Steve Jobs est un film plutôt dans la retenue pour Danny Boyle, qui ces derniers temps était plutôt dans la surenchère du montage hystérique et clipesque et des couleurs tape à l’œil. Je ne sais pas ce qu'en aurait fait David Ficher (probablement mieux que ça, soyons honnêtes), mais il faut reconnaître que Boyle s'en sort bien pour mettre en scène les tunnels de dialogues qui composent le film, et c'est pas une mince affaire parce que Steve Jobs est bel et bien du cinéma et pas des champ-contrechamp, et qu'il arrive à nous les rendre intelligibles.
Je me contrefous vraiment de la vie de Steve Jobs, et je me contrefous aussi de savoir si c'est fidèle à la réalité (visiblement, pas plus que ça), on n'est pas là pour voir un réalisateur illustrer une fiche Wikipedia. Ce qui m'intéresse, c'est de voir des personnages évoluer, avec des enjeux narratifs, et si possible avec des vrais bouts de cinéma dedans. Ce qui est le cas ici.

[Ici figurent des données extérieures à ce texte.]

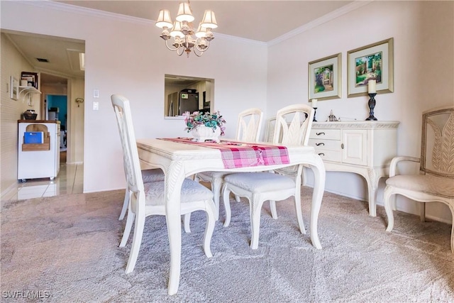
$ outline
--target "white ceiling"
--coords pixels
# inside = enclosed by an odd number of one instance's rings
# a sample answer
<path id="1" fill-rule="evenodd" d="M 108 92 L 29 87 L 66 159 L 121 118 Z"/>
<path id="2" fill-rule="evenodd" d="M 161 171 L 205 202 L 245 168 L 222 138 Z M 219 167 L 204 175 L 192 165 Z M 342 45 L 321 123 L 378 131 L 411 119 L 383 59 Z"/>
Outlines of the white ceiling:
<path id="1" fill-rule="evenodd" d="M 170 11 L 172 21 L 182 1 L 57 1 L 78 6 L 155 21 L 160 9 Z M 214 11 L 215 33 L 268 42 L 333 12 L 353 1 L 190 1 L 199 22 L 206 9 Z"/>
<path id="2" fill-rule="evenodd" d="M 135 0 L 55 2 L 59 2 L 60 5 L 75 6 L 74 9 L 79 10 L 90 10 L 98 13 L 118 13 L 150 21 L 155 21 L 159 11 L 163 9 L 169 9 L 172 20 L 175 20 L 179 3 L 177 1 Z M 214 30 L 215 36 L 216 33 L 219 33 L 269 42 L 352 2 L 354 1 L 192 0 L 190 4 L 196 23 L 201 19 L 205 9 L 215 12 L 218 26 Z M 78 53 L 84 51 L 84 41 L 5 31 L 2 33 L 7 35 L 35 71 L 40 72 L 42 75 L 44 73 L 41 77 L 42 84 L 43 82 L 51 84 L 64 82 L 65 77 L 84 77 L 84 72 L 80 70 L 76 60 Z M 48 59 L 49 62 L 40 62 L 37 58 Z"/>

Steve Jobs est un film-dispositif, composé de 3 actes de 40 minutes correspondant chacun aux minutes précédant la présentation à la presse d'un produit supervisé par Jobs (le Macintosh, le NeXT, et l'iMac) une série de collaborateurs et de proches viennent discuter avec Steve Jobs, régler des comptes, ou peaufiner le discours. On est clairement dans le film dispositif, car les mêmes personnages qui viennent tailler le bout de gras et jouer leur mini tragédie grecque à chaque lancement, a des années d'intervalle, ça sonne faux sur le papier. C'est d'autant plus visible que certaines personnes ne travaillaient plus pou lui aux dates présentées par le film. Et c'est évoqué avec humour dans les dialogues même - Jobs remarque que c'est comme si avant chaque lancement, tous ses proches se bourraient la gueule dans un bar proche et venaient régler leurs comptes avec lui. Ce dispositif (huis clos, mêmes personnages, époques différentes) permet de dresser en creux le portait du personnage en montrant son évolution et ses différentes réactions face à des problèmes similaires.
Le résultat est assez correct sans être grandiose. Danny Boyle réussit à rendre tout ça digeste et excitant. Le script de Aaron Sorkin est efficace, et comme toujours ses dialogues sont fascinants par leur rythme, leur enchaînement et leur densité , même si il a tendance à sur-signifier les références à la paternité avec une tendance psychanalyse de comptoir (Jobs refuse de reconnaître la paternité de sa fille, mais n'a aucun problème à s'approprier la paternité de projets technologiques, ce genre de trucs lourdingues). Mais ces dialogues ne seraient rien sans des acteurs exceptionnels, au sommet de leur art. Michael Fassbender, d'abord, qui fait vivre un personnage complexe, pas spécialement sympathique mais toujours intéressant, et Kate Winslet qui est vraiment fabuleuse. Elle réussit a être bonne même en rajoutant un accent polonais histoire de se rajouter du challenge. dans des rôles un peu plus secondaires, Seth Rogen fait le job en ami et ancien collaborateur blessé et Jeff Daniels en impose grave en CEO.
Sans être grandiose, c'est donc un film que je conseille plutôt, malgré Danny Boyle et un projet qui parait un peu sans intérêt sur le papier.